Spatial behavior is one of the most fundamental aspects of our existence, yet most people have never considered what information they use to navigate their environment or how they use this information for effective decision-making. Think about the last time you walked around the mall, toured a new city, or needed to find your gate at the airport. Assuming clear signage, these spatial activities were likely performed with little thought or effort, but how was this accomplished? What information was most useful and how did you actually use these cues to support your behavior? The answers to such questions are surprisingly difficult to articulate. These tasks are not a conscious process for most people, they are simply the product of an effective visually-guided perceptual-motor coupling. However, when reliance on visual information is not available, the automaticity of your behavior likely changes dramatically. For instance, now imagine that you must perform the same tasks wearing a blindfold. Most people would find the prospect of navigating complex environments like malls, cities, or airports without vision incredibly daunting, if not completely incomprehensible. How would you avoid obstacles, know what is around you, figure out where to go, recognize landmarks, read signs, stay oriented, and build up a mental representation of space as you walked around? Research at VEMI studies such issues by comparing similarities and differences for spatial information processing between visual and non-visual input modalities for learning, representing, and behaving in the world.

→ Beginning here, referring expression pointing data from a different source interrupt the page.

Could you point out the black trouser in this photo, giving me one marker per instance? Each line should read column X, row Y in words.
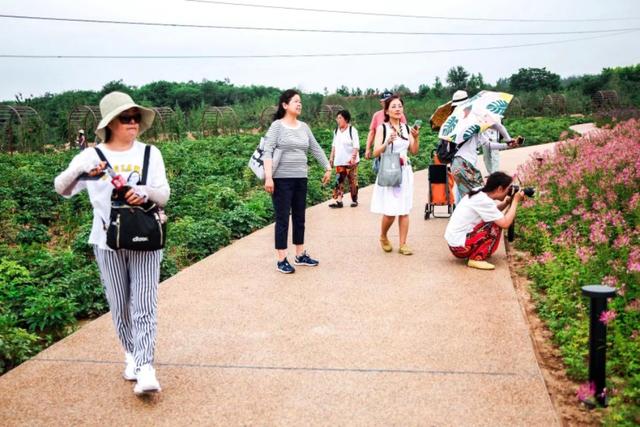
column 289, row 195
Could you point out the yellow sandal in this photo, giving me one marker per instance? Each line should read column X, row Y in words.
column 386, row 244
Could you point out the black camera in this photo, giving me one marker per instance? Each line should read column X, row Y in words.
column 528, row 191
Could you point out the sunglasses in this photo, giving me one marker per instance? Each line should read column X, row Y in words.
column 126, row 118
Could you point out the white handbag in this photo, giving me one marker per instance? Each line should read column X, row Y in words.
column 256, row 162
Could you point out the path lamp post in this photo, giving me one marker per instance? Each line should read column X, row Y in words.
column 598, row 337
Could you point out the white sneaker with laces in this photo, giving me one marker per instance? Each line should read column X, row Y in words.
column 129, row 373
column 146, row 380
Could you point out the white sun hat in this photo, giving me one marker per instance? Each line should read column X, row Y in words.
column 459, row 97
column 114, row 103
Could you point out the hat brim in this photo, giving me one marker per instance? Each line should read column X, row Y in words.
column 145, row 123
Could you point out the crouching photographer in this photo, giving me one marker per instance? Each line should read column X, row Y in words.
column 475, row 226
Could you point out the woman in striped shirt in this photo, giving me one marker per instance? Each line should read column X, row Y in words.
column 288, row 183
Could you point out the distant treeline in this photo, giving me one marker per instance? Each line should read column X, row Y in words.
column 530, row 85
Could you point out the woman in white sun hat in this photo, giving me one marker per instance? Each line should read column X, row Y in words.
column 130, row 277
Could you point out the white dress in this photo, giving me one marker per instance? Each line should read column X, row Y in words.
column 394, row 201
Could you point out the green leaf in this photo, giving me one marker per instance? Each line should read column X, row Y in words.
column 498, row 107
column 472, row 130
column 449, row 125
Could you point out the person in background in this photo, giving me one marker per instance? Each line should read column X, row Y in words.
column 463, row 167
column 474, row 229
column 491, row 157
column 81, row 140
column 376, row 120
column 345, row 157
column 288, row 183
column 394, row 202
column 130, row 277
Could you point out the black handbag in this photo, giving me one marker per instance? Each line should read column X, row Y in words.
column 138, row 228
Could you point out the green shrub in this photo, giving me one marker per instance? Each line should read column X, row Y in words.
column 48, row 312
column 16, row 344
column 200, row 238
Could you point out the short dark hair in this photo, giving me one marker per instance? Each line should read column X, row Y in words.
column 495, row 180
column 285, row 98
column 388, row 102
column 346, row 115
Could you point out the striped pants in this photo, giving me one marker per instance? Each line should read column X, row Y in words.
column 130, row 279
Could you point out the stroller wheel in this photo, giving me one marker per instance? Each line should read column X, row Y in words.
column 427, row 211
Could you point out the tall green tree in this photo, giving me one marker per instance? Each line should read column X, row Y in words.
column 457, row 77
column 476, row 83
column 530, row 79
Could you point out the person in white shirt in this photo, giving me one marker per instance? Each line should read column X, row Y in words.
column 130, row 277
column 345, row 157
column 463, row 167
column 474, row 229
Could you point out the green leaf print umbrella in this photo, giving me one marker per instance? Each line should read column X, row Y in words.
column 475, row 115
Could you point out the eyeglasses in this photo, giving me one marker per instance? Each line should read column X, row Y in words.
column 126, row 118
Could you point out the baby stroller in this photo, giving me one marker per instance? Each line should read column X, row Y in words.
column 441, row 189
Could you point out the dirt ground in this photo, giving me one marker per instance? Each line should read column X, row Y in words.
column 561, row 389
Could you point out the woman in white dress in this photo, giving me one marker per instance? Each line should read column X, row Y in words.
column 394, row 202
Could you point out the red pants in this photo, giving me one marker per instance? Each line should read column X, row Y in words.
column 481, row 242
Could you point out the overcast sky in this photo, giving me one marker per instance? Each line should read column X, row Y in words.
column 37, row 76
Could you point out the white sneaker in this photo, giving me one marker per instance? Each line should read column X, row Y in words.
column 146, row 380
column 129, row 373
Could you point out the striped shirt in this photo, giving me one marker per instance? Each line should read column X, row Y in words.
column 294, row 143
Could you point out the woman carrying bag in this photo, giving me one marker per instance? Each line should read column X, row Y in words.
column 130, row 277
column 394, row 140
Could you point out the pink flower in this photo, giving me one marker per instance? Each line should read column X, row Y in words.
column 607, row 316
column 584, row 253
column 633, row 305
column 633, row 263
column 586, row 391
column 563, row 219
column 598, row 232
column 599, row 205
column 545, row 257
column 579, row 211
column 542, row 226
column 622, row 241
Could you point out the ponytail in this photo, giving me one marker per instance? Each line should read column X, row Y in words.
column 495, row 180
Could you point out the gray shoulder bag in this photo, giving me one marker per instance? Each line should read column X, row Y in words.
column 390, row 173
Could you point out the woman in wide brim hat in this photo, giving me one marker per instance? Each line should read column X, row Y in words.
column 113, row 104
column 130, row 277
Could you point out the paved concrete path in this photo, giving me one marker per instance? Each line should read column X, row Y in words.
column 366, row 338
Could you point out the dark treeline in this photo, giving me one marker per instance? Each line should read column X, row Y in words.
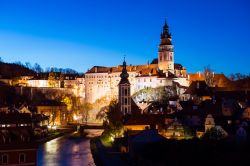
column 38, row 69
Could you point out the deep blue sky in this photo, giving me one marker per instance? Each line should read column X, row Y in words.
column 80, row 34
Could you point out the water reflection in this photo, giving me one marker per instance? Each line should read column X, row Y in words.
column 66, row 151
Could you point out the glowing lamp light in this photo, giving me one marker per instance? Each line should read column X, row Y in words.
column 75, row 117
column 54, row 127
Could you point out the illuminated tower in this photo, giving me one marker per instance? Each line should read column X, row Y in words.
column 166, row 52
column 124, row 91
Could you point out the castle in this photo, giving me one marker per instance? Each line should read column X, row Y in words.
column 103, row 81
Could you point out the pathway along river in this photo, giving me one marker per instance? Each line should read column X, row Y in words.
column 66, row 151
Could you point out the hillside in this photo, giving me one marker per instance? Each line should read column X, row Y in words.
column 10, row 70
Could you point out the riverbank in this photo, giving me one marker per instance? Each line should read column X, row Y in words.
column 54, row 135
column 103, row 156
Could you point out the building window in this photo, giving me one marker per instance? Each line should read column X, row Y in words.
column 22, row 158
column 4, row 159
column 125, row 110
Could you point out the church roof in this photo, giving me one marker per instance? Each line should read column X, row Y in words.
column 220, row 80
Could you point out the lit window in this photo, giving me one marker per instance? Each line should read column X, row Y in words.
column 22, row 158
column 4, row 159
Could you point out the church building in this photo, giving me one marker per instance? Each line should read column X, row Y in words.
column 103, row 81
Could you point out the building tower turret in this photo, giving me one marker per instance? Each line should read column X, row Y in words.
column 166, row 52
column 124, row 91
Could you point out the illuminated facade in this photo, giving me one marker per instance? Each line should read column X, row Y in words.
column 103, row 81
column 124, row 92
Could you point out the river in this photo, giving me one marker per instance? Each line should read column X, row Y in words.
column 66, row 151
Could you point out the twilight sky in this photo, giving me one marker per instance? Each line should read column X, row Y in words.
column 79, row 34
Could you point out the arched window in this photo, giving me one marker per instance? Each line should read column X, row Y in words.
column 22, row 158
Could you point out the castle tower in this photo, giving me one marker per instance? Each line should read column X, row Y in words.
column 209, row 122
column 166, row 52
column 124, row 92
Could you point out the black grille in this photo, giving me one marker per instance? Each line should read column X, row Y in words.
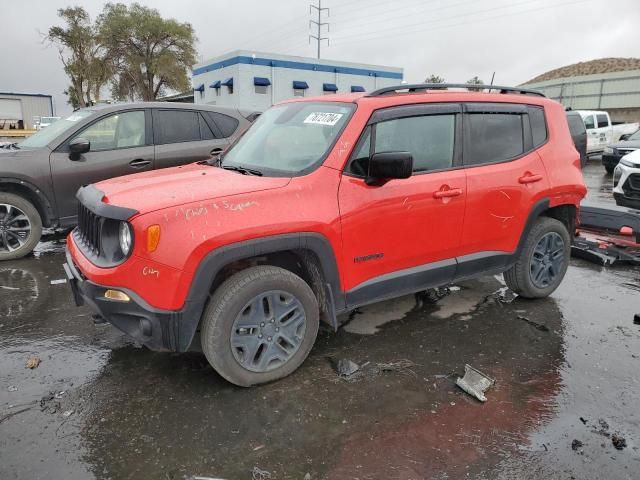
column 89, row 230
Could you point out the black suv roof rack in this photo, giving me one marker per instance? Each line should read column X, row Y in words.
column 421, row 87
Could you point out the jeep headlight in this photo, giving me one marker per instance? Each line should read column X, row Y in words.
column 617, row 174
column 627, row 163
column 125, row 237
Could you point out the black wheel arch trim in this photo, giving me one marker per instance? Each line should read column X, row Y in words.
column 217, row 259
column 45, row 208
column 91, row 198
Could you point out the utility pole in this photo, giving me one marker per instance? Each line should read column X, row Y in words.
column 319, row 24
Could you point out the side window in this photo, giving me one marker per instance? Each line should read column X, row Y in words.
column 175, row 126
column 493, row 137
column 120, row 130
column 225, row 123
column 538, row 126
column 589, row 122
column 603, row 121
column 205, row 130
column 429, row 138
column 360, row 156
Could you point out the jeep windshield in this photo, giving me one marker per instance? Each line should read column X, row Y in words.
column 46, row 135
column 289, row 139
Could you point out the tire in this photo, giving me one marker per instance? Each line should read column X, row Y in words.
column 521, row 276
column 235, row 314
column 20, row 226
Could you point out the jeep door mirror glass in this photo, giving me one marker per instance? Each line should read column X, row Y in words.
column 385, row 166
column 78, row 146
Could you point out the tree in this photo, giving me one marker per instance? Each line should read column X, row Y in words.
column 83, row 56
column 149, row 54
column 434, row 79
column 474, row 81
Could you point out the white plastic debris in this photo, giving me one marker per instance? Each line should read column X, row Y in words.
column 475, row 383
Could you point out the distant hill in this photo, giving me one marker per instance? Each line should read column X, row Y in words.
column 601, row 65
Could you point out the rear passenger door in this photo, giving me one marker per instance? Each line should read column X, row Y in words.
column 505, row 179
column 184, row 136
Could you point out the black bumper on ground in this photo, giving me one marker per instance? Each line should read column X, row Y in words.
column 610, row 160
column 624, row 201
column 157, row 329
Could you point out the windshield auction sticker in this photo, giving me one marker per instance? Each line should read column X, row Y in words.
column 323, row 118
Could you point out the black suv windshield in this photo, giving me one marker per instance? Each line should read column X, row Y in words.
column 46, row 135
column 290, row 139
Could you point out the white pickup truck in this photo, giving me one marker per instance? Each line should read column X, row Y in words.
column 601, row 131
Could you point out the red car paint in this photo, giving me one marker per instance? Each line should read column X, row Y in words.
column 201, row 208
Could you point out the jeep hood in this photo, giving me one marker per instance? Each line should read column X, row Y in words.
column 171, row 187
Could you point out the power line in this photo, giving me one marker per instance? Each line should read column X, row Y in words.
column 436, row 26
column 319, row 24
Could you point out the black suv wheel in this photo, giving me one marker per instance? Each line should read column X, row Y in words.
column 543, row 260
column 20, row 226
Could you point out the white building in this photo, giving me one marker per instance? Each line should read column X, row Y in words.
column 255, row 80
column 20, row 110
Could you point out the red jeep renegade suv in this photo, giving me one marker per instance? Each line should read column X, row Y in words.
column 326, row 204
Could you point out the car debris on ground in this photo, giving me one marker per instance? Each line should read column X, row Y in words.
column 33, row 362
column 475, row 383
column 350, row 371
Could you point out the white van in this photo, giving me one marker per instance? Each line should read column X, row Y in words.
column 601, row 131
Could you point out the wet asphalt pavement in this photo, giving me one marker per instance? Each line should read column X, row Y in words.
column 99, row 406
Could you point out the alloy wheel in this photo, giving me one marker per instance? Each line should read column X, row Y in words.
column 268, row 331
column 15, row 228
column 547, row 260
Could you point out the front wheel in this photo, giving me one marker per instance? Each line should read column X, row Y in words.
column 260, row 325
column 543, row 260
column 20, row 226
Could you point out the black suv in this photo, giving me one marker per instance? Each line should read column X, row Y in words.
column 39, row 177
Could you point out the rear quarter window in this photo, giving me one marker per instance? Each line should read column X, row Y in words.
column 493, row 137
column 538, row 125
column 227, row 125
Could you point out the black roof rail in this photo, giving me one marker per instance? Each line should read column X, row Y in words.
column 421, row 87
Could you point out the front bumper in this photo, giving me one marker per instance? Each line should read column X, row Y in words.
column 163, row 330
column 610, row 160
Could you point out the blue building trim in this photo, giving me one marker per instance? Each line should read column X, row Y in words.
column 266, row 62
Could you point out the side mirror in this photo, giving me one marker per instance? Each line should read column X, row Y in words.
column 389, row 165
column 77, row 147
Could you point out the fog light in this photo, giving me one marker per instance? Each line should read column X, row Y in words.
column 117, row 295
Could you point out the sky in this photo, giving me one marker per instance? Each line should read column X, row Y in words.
column 456, row 39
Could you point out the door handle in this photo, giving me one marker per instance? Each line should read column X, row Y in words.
column 446, row 192
column 139, row 163
column 529, row 178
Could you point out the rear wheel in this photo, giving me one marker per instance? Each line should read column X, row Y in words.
column 260, row 325
column 543, row 260
column 20, row 226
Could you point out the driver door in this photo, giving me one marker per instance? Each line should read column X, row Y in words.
column 404, row 235
column 121, row 143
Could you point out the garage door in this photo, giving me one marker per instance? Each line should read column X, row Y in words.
column 10, row 109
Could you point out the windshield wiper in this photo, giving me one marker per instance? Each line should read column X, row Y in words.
column 243, row 170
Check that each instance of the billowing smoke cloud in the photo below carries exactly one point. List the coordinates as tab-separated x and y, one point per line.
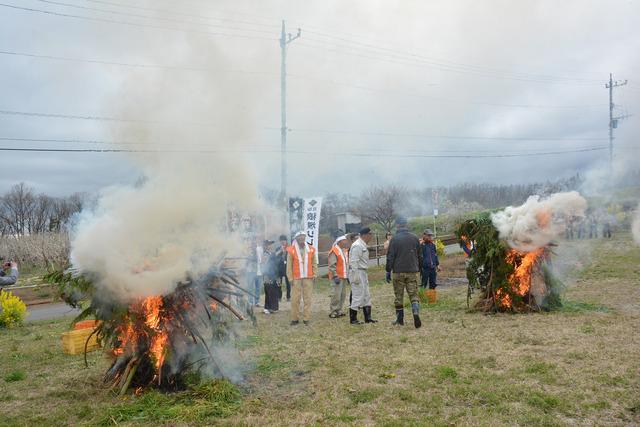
142	240
635	226
537	222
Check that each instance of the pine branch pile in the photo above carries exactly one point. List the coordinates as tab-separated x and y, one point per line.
158	340
507	280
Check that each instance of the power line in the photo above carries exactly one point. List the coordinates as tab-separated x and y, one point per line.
294	76
150	17
302	152
174	12
399	59
407	151
133	65
354	42
108	119
418	135
439	99
131	24
446	63
304	130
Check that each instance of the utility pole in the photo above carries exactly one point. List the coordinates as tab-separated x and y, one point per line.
285	39
613	121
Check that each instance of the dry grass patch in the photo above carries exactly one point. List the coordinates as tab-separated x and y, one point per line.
579	365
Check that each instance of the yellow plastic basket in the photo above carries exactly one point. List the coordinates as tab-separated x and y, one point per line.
73	342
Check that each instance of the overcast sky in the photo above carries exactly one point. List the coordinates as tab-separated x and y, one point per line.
378	91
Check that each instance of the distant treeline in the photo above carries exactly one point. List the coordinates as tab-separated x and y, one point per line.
23	212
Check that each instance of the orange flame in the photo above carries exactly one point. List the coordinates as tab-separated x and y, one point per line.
150	311
520	279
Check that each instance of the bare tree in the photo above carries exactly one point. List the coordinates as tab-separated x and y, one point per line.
16	207
381	205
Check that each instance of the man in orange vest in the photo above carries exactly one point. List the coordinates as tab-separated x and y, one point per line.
302	269
338	272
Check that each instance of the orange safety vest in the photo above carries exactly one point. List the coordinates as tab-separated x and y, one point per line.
343	261
300	270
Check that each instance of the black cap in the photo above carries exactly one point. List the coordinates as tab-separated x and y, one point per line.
365	230
401	220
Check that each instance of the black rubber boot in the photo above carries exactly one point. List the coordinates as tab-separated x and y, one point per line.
353	317
399	317
367	315
415	308
416	321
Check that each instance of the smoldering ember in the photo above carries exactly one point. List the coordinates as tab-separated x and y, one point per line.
319	213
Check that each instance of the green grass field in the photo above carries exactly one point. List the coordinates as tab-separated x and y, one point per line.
576	366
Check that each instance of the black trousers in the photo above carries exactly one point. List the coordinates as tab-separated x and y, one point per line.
271	295
286	281
429	276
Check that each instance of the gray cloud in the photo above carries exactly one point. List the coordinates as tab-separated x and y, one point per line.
477	53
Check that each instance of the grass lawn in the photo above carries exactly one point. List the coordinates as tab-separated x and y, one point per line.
580	365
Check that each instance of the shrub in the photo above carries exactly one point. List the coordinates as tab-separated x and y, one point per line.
12	310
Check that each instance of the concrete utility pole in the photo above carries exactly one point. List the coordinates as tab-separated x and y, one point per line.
285	39
613	121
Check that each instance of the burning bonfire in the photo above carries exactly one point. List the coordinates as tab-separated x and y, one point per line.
509	253
157	340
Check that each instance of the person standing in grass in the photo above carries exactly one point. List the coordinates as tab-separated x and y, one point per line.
403	262
302	270
8	274
430	263
338	272
281	256
269	275
358	265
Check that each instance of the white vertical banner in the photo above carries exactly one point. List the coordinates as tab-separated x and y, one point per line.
311	220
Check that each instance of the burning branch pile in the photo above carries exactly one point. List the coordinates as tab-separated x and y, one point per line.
510	252
159	339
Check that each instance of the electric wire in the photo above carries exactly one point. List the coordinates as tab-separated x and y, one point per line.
132	24
304	152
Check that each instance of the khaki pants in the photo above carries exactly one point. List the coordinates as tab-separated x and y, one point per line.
360	296
408	281
301	288
338	295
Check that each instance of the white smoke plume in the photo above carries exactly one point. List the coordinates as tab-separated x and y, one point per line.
635	226
538	222
143	239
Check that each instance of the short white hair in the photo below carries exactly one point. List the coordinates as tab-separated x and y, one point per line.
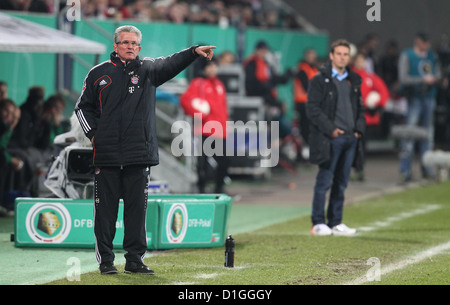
129	29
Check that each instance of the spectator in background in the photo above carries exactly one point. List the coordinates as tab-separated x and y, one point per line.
389	66
375	94
206	96
307	69
9	117
419	73
261	80
368	47
226	58
51	123
25	137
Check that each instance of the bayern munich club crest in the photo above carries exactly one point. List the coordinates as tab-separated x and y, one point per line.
135	79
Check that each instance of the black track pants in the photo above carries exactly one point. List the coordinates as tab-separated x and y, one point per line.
112	184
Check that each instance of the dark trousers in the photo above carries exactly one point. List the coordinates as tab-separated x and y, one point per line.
112	184
333	174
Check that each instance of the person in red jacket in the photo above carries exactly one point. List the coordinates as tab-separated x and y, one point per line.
206	98
373	91
375	94
307	69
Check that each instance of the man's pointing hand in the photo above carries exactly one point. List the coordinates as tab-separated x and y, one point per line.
205	51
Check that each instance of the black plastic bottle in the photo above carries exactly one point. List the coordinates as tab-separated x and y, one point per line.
229	252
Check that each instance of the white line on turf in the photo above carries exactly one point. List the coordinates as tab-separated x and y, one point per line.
428	253
401	216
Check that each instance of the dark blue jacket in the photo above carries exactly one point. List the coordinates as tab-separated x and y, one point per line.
321	110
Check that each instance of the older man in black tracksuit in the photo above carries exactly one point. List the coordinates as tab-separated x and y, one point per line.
117	112
336	116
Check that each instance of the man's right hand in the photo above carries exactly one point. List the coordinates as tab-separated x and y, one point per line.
336	133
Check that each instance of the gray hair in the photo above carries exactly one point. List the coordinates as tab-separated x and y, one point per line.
129	29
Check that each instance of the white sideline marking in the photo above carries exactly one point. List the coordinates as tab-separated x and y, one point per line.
404	215
405	262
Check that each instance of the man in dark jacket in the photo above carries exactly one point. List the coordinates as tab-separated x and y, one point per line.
336	114
117	113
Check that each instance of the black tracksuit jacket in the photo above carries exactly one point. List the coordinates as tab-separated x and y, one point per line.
321	110
117	107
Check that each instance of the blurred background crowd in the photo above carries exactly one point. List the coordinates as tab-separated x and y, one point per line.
222	12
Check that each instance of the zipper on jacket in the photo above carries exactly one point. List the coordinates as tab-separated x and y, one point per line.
122	98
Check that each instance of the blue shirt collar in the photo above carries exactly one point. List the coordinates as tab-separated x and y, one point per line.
335	73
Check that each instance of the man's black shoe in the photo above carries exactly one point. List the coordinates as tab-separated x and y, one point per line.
108	268
134	267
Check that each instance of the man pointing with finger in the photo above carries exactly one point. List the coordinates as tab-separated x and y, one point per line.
116	110
336	114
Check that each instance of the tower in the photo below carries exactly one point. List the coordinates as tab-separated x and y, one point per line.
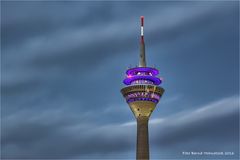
142	94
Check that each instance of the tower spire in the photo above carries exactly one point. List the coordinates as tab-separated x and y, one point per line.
142	62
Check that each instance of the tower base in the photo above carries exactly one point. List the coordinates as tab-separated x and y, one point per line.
142	138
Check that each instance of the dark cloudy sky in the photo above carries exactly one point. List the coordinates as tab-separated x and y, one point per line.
62	66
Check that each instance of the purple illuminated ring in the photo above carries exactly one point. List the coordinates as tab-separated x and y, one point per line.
129	80
134	71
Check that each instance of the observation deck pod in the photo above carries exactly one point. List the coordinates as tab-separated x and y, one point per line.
142	98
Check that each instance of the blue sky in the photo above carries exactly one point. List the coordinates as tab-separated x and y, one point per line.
62	66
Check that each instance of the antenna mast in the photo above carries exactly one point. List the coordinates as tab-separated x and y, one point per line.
142	62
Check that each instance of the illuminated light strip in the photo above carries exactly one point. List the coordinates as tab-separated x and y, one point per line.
141	30
142	36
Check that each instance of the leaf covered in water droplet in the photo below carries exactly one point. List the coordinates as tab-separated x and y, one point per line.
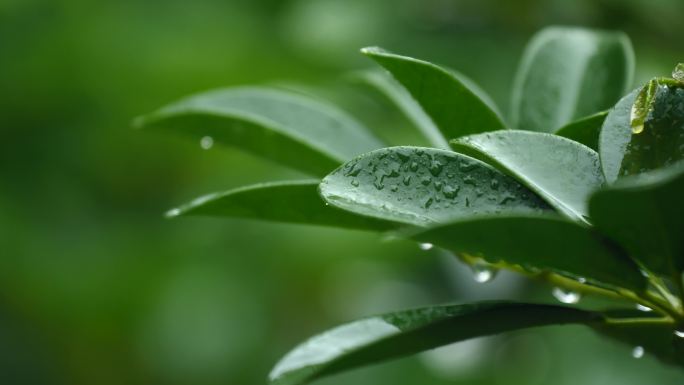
432	186
561	171
660	143
539	244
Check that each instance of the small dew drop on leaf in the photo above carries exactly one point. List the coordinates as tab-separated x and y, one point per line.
206	142
173	213
483	272
566	296
638	352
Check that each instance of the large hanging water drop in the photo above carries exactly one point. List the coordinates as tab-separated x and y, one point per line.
483	272
566	296
206	142
638	352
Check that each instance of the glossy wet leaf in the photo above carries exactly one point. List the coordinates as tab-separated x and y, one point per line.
420	186
569	73
291	201
659	144
561	171
396	93
645	213
539	243
585	130
655	336
398	334
453	103
284	127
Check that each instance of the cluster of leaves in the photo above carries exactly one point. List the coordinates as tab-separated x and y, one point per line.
578	187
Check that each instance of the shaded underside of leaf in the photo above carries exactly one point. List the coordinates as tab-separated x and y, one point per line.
585	130
568	73
654	336
645	214
422	186
659	144
398	95
540	243
402	333
452	103
561	171
284	127
291	202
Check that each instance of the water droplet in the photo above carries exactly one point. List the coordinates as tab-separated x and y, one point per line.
173	213
436	168
566	296
450	192
206	142
494	184
483	272
638	352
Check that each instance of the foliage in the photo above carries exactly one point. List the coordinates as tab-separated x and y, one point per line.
564	191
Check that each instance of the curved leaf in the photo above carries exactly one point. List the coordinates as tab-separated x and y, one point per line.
402	333
287	128
585	130
561	171
645	213
455	105
292	202
659	144
655	336
540	243
568	73
394	91
420	186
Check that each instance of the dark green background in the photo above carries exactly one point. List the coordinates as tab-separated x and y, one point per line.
97	288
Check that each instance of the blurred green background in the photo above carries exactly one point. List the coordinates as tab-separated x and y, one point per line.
97	288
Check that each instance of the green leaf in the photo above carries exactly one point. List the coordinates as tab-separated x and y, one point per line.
540	243
660	143
284	127
585	130
561	171
422	186
568	73
397	94
398	334
645	214
291	201
454	103
655	336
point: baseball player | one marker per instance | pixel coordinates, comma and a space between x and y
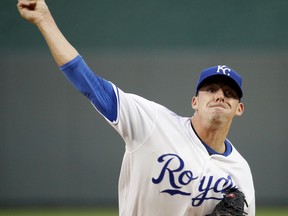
173, 165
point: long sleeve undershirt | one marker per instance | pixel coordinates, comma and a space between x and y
98, 90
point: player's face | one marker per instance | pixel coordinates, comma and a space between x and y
217, 102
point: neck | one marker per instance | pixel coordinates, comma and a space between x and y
211, 134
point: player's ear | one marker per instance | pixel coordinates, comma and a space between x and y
194, 102
240, 109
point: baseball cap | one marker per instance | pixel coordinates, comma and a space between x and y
221, 71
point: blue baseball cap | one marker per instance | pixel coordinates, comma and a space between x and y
222, 71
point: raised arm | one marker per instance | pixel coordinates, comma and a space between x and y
98, 90
37, 12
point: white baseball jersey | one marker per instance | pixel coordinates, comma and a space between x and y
166, 170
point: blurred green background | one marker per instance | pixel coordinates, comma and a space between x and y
55, 150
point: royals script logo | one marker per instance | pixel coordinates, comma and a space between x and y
178, 177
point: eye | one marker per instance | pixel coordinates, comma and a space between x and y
229, 93
211, 89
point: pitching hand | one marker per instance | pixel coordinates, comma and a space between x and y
33, 10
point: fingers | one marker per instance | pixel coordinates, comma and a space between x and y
25, 4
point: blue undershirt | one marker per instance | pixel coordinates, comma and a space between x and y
98, 90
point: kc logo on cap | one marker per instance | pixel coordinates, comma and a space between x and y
223, 69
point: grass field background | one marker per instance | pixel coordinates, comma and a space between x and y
264, 211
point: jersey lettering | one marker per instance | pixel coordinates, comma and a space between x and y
174, 171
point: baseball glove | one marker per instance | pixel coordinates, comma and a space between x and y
232, 204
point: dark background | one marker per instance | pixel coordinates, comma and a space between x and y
55, 149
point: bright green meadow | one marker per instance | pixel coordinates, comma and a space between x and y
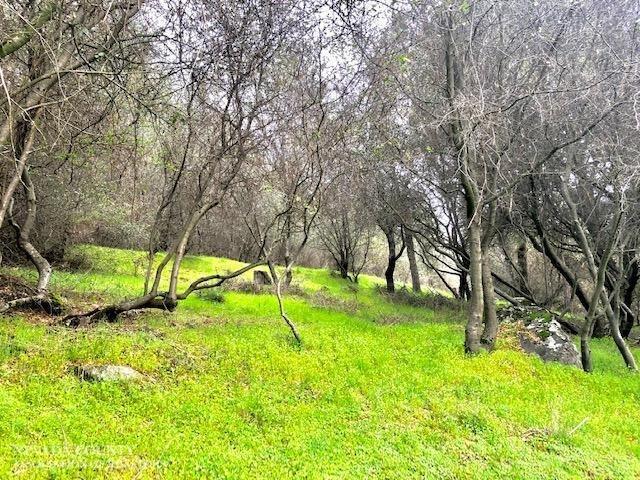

Scott Richards working on his virtual toy box simulation where the objective is to protect the toy box from invading toys
Pictured above is Lab member Scott Richards demonstrating his virtual toy box simulation.


VEMI's Technology

The VEMI Lab is located in Carnegie Hall on the University of Maine campus, and houses the University’s first, and Maine’s only, emerging technology facility. VEMI combines a fully immersive, multimodal virtual reality (VR) installation with augmented reality (AR) technologies in an integrated research and development environment. There are many advantages to using these technologies as research tools, as a development and usability platform, or as an information framework for information visualization.

VEMI's Collaborations

VEMI frequently collaborates with other researchers and commercial partners on joint research projects to provide cutting-edge nonvisual multimodal technology to blind, older, or eyes-free users, or to create one-of-a-kind interactive multimodal visualizations. The VEMI Lab’s expertise allows us to bridge the gap between researchers or companies developing high-tech products and end users.

VEMI's Public Outreach

VEMI often participates in outreach and interaction with the public, providing interactive demonstrations and encouraging engagement with new and exciting technology and its applications. We provide tours of VEMI’s cutting-edge facility to interested groups and organizations, as well as contribute to large-scale public events such as the Maine Science Festival. If you are interested in having VEMI participate in an external outreach event, please see our Public Education Policy.

VEMI Lab members Scott Richards, Johnny San Diego and Sam Gates modeling virtual environments at the Maine Science Festival
Pictured above: VEMI participated in the 2nd annual Maine Science Festival where we were set up on stage and took suggestions from the audience of what they wanted to see modeled for a live virtual environment. Lab members left to right: Scott Richards, Johnny San Diego, Sam Gates.